Husband & Wife credit have many options. However, joint credit is usually not a good one.
Your strategy will have many factors. Which of the two has credit, one or both or none? Will you be carrying any balances?
If one has credit established and the other not, then adding the one without credit as an AU help to establish a credit profile, improves average age of accounts and will help them when obtaining credit in their own name, which they do need to do.
If neither has credit, then AU is of no help, in fact it hurts. Adding each other as AU only increases the number of new accounts and does not improve account ages. So, if both are new to credit, I would suggest maintaining independent credit without AU.
If both have established credit, AU can go either way depending on CL's and carrying balances.
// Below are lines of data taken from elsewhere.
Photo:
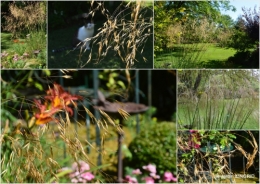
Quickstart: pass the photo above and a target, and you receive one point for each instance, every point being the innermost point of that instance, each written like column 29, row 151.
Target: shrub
column 155, row 144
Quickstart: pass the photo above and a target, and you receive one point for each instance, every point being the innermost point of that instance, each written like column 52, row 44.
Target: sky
column 239, row 4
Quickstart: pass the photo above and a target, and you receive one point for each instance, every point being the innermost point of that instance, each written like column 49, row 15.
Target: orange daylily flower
column 61, row 98
column 45, row 115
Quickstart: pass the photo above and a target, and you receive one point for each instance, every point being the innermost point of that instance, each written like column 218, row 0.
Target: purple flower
column 169, row 177
column 193, row 131
column 74, row 180
column 136, row 171
column 155, row 176
column 150, row 167
column 4, row 54
column 149, row 180
column 130, row 179
column 87, row 176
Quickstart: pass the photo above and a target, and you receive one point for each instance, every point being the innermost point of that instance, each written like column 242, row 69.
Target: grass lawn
column 72, row 59
column 194, row 56
column 14, row 49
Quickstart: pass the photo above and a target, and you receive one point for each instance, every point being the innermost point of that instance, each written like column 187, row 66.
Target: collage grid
column 129, row 92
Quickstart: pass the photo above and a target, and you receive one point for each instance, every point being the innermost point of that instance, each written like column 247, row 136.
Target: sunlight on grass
column 193, row 56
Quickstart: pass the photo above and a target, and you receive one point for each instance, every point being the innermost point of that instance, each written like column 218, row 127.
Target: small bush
column 155, row 144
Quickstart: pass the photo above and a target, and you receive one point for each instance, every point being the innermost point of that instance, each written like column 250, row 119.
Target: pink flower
column 193, row 131
column 87, row 176
column 136, row 171
column 169, row 177
column 155, row 176
column 74, row 180
column 149, row 180
column 150, row 167
column 130, row 179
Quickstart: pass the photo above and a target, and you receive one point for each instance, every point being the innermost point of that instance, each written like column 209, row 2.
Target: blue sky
column 239, row 4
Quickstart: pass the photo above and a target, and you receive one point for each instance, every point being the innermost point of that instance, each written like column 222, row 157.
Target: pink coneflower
column 136, row 171
column 150, row 167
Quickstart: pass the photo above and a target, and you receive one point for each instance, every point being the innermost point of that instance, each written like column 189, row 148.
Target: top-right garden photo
column 206, row 34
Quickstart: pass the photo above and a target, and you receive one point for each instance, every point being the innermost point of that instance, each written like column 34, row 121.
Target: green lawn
column 15, row 48
column 194, row 56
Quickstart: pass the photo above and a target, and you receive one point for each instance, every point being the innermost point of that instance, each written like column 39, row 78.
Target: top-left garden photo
column 23, row 34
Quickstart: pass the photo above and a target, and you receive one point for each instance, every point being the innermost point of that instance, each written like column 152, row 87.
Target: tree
column 169, row 13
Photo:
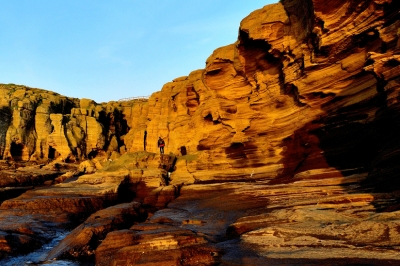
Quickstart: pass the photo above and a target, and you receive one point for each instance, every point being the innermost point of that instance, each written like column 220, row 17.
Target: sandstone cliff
column 284, row 149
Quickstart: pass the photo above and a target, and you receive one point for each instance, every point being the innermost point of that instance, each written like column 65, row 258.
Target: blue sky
column 107, row 50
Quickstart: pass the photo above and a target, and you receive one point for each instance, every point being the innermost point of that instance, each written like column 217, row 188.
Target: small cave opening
column 17, row 151
column 93, row 154
column 208, row 118
column 183, row 150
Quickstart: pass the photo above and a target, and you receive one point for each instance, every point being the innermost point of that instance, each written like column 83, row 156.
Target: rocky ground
column 316, row 217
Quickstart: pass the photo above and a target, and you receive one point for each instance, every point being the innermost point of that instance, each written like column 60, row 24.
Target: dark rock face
column 283, row 150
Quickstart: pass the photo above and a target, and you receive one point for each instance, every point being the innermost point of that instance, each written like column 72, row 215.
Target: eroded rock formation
column 284, row 149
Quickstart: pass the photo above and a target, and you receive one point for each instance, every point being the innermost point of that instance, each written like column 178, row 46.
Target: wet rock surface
column 284, row 150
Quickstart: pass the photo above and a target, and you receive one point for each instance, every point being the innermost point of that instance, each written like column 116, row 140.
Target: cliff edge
column 283, row 150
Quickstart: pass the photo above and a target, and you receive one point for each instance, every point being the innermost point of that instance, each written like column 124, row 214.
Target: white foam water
column 38, row 256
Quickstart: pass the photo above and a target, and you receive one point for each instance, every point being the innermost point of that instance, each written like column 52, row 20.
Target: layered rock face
column 283, row 150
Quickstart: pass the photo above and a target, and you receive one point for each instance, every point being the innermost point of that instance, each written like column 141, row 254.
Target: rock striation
column 283, row 150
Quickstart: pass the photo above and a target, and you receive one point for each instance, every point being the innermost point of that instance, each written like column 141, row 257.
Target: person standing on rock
column 161, row 145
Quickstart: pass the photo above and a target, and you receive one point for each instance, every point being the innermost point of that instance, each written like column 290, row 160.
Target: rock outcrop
column 283, row 150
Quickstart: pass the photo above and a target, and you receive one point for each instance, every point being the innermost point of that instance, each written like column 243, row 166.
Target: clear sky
column 107, row 50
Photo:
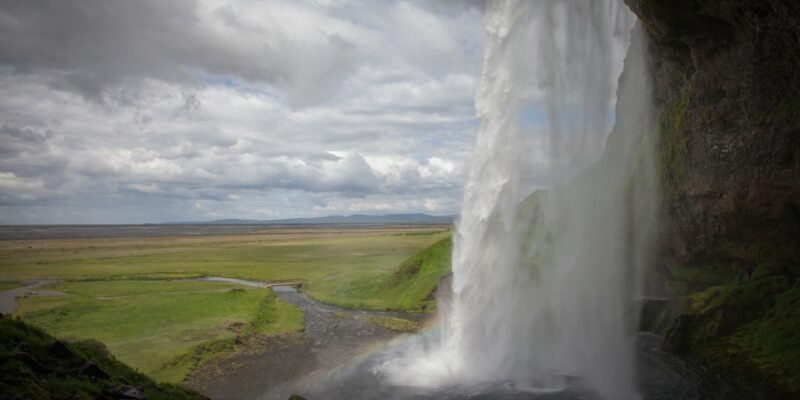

For example, if both have established credit, but one has much greater CL's, then it may be good to add the spouse as an AU to one of the higher CL accounts.
Also, if you will be carrying any balances, the AU can be used to help utilization. For example, if a balance will be carried, you may elect to put the balance on the husband's card. This will hurt his utilization. You can then add the husband to a card or two of the wife's (these need to be cards that report zero balance). The addition of these accounts CL's with zero balance will soften the percentage of utilization of the balance carried.
Finally, joint credit is almost always a bad idea for many many reasons. If ever there is a financial problem which affects credit, joint credit will hit both spouses, whereas if you maintain individual credit you may be able to isolate it to one spouse and still have the other's to use going forward.
God forbid a divorce, but if all credit is joint, upon divorce those accounts will most likely be closed meaning that you are starting over. If the wife only has AU credit, she will have no credit of her own (and vice versa sometimes).